Antiangiogenesis Treatment for Glioblastoma Multiforme: Challenges and Opportunities

Angiogenesis is a major hallmark of cancer cells, and glioblastomas are among the most angiogenic tumors. The cascade of angiogenesis is probably initiated by hypoxia, leading to the production of vascular endothelial growth factor (VEGF) and basic fibroblast growth factor (bFGF). Both VEGF and bFGF have paracrine effects on endothelial cells, pericytes, or both, causing the formation of hyperpermeable tumor blood vessels. Advanced MRI techniques, such as dynamic contrast-enhanced, dynamic susceptibility, and arterial spin labeling MRI, have provided semiquantitative measurements of tumor vascular permeability and perfusion.
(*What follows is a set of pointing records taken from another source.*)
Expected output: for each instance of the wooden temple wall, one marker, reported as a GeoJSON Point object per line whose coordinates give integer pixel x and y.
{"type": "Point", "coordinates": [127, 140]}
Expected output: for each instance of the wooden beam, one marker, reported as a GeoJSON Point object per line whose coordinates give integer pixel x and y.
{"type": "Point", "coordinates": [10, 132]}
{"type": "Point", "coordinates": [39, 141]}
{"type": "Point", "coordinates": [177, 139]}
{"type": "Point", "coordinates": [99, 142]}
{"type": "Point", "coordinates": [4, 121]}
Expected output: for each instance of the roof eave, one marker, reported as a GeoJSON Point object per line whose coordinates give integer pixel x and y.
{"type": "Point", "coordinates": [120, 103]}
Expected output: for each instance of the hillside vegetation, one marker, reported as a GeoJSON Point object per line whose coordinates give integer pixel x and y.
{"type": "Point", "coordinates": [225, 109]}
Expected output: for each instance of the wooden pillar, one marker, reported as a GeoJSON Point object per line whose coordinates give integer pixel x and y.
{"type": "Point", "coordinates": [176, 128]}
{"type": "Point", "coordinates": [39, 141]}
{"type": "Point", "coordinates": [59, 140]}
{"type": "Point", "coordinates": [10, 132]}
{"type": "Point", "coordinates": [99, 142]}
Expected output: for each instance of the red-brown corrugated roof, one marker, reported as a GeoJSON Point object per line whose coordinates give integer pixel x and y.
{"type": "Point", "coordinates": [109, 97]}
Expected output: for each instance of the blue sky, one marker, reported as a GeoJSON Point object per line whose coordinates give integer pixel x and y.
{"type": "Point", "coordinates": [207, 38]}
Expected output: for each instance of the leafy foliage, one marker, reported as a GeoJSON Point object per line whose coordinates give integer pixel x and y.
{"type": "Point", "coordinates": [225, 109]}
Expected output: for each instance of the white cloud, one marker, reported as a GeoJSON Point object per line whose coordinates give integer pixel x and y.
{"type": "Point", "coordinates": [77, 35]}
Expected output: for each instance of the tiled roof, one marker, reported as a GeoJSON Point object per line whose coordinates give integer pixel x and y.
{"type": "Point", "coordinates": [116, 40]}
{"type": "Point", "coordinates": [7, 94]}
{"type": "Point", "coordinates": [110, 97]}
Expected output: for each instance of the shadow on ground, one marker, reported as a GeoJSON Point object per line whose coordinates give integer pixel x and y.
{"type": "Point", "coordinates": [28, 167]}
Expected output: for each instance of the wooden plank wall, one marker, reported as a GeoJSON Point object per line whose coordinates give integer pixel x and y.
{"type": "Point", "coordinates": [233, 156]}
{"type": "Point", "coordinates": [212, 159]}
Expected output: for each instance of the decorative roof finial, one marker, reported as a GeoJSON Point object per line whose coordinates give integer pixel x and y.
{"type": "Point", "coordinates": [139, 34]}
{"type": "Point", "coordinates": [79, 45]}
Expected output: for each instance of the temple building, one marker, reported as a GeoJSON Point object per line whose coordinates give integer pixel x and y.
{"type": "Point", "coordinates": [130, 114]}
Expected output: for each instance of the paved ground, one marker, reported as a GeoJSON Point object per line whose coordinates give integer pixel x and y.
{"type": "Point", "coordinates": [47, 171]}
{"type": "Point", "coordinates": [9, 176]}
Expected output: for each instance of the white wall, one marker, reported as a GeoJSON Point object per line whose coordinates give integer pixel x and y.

A decrease in vascular permeability and perfusion can be detected after antiangiogenesis drug treatment, either with monoclonal antibody such as bevacizumab that sequesters VEGF, or small-molecule VEGF receptor tyrosine kinase inhibitors. Therefore, antiangiogenesis therapies are being increasingly adopted for treating glioblastomas. However, caution must be exercised because neural stem cells are also sensitive to antiangiogenesis drugs and the combined effect of ionizing radiation. This article summarizes 30 years of laboratory and clinical research on glioblastoma angiogenesis and discusses its underlying biology, clinical trial results, vascular neuroimaging, and the potential side effects of antiangiogenesis treatment.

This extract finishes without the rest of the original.